Prognostic value of NT-proBNP
Recently, it has been shown that the measurements of BNP and NT-proBNP are useful prognostic tools in the population of both NSTEMI as well as STEMI patients20-22,29,36. The measurement of NT-proBNP on admission improves the early risk stratification of patients across the whole spectrum of acute coronary syndromes (ACS), suggesting the need for the development of targeted therapeutic strategies20. Elevated NT-proBNP of patients with STEMI29 or BNP of patients with STEMI39 at initial presentation were associated with higher short-term risk of mortality. Moreover a single measurement of B-type natriuretic peptide, obtained in the first few days after the onset of ischaemic symptoms, provides powerful information for use in risk stratification across the spectrum of acute coronary syndromes, suggesting that cardiac neurohormonal activation may be a unifying feature among patients at high risk of death after ACS22. In our study increasing quartiles of NT-proBNP were related to mortality (p=0,0012) as well as to a composite endpoint (p=0,0012) in a long-term follow-up.
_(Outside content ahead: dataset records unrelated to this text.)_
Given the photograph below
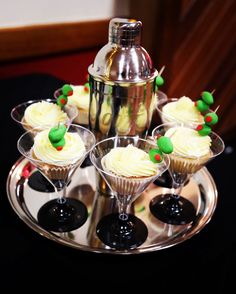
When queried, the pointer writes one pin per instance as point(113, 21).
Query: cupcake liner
point(180, 164)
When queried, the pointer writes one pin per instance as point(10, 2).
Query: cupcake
point(43, 114)
point(131, 166)
point(191, 150)
point(57, 151)
point(181, 110)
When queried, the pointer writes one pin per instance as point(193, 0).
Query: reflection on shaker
point(141, 120)
point(105, 116)
point(93, 111)
point(123, 122)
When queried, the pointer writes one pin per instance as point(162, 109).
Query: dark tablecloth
point(207, 258)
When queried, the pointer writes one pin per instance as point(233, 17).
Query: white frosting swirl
point(44, 114)
point(79, 98)
point(129, 161)
point(183, 110)
point(73, 150)
point(187, 142)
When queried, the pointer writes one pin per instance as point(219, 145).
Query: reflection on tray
point(26, 202)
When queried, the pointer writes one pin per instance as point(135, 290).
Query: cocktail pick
point(207, 100)
point(164, 145)
point(210, 119)
point(66, 91)
point(56, 137)
point(86, 87)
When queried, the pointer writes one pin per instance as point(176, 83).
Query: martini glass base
point(109, 231)
point(39, 183)
point(62, 217)
point(171, 210)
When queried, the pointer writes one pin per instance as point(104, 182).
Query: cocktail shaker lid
point(123, 60)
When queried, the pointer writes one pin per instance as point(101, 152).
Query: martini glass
point(165, 180)
point(172, 208)
point(123, 230)
point(62, 214)
point(36, 180)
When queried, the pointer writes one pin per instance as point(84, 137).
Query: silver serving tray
point(201, 190)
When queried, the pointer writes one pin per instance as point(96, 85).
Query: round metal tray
point(201, 190)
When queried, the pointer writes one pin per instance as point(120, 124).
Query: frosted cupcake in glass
point(184, 110)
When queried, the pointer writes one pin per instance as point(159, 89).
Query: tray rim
point(152, 248)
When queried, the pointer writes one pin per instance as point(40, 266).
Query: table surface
point(209, 255)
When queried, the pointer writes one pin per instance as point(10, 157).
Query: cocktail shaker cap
point(123, 60)
point(125, 32)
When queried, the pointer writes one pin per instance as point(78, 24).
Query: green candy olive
point(165, 144)
point(211, 118)
point(60, 143)
point(159, 81)
point(202, 106)
point(155, 155)
point(67, 90)
point(207, 97)
point(57, 133)
point(203, 130)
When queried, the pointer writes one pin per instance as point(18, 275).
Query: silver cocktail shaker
point(122, 99)
point(122, 84)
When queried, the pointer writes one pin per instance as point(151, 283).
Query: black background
point(206, 260)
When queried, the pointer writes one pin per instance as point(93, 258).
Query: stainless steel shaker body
point(122, 84)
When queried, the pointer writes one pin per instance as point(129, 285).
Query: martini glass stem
point(178, 182)
point(123, 206)
point(124, 227)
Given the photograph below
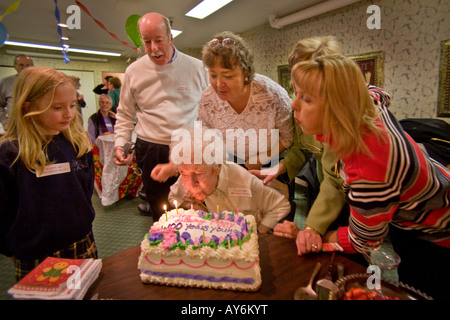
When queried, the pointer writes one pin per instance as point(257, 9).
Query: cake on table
point(200, 249)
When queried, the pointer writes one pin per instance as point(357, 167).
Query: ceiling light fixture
point(206, 7)
point(46, 47)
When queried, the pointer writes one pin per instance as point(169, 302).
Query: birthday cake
point(199, 249)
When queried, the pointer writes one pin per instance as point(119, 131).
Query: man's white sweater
point(160, 98)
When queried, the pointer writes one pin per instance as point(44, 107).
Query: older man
point(7, 85)
point(161, 91)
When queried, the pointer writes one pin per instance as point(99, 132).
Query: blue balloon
point(3, 34)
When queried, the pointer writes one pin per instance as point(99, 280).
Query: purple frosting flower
point(155, 237)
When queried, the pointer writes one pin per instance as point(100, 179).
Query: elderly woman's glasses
point(226, 42)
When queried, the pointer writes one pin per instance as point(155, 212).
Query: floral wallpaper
point(410, 36)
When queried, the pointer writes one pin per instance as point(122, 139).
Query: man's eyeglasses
point(226, 42)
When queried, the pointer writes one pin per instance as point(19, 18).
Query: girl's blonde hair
point(349, 112)
point(24, 125)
The multivariate analysis performed in the presented study displayed that the fourth quartile of NT-proBNP obtained 48 hours after an angioplasty was a significant independent predictor of the occurrence of a composite endpoint during a 1-year follow-up. One may conclude from the previous study that the NT-proBNP measured on admission or within 3 days after an admission in patients with the whole spectrum of ACS was independently associated with both 30-day mortality rate and the frequency of severe HF24 as well as with a long-term mortality21. Moreover, in this study Killip class 3/4 on admission, incomplete epicardial flow (TIMI<3) after a combined therapy and LVEF<45% measured 48 hours after PCI were associated with a higher rate of a composite endpoint.
Limitations
The present study is a prospective analysis of angiographic and clinical data in a large cohort of consecutive patients. Subjective angiographic assessment of TMPG represents a major limitation of the presented study. In order to make an objective myocardial perfusion evaluation, at least two experienced investigators reviewed each coronary angiogram in a blinded fashion. In the case of a lack of agreement between the two investigators, a third one was sought, and the conclusions were drawn. As patients with cardiogenic shock on presentation were excluded from this treatment protocol the enrolled population was a relatively low-risk one. So, the total, both in-hospital as well as 1-year mortality rate, was relatively low. That is why in a multivariate analysis the independent predictors of a composite endpoint defined as death and HF requiring hospitalisation were marked.
Conclusions
Our data show that NT-proBNP level measured after an STEMI was associated with a degree of microvascular reperfusion, myocardial injury and left ventricle function. Moreover, NT-proBNP is independently associated with a mortality rate or the frequency of HF requiring hospitalisation in a one-year follow-up. Our data indicate that the evaluation of NT-proBNP after STEMI could be used not only as a predictive biochemical indicator of long-term clinical outcomes but may be an early, valuable parameter describing reperfusive well-being of left ventricle microvasculature and cardiomyocytes.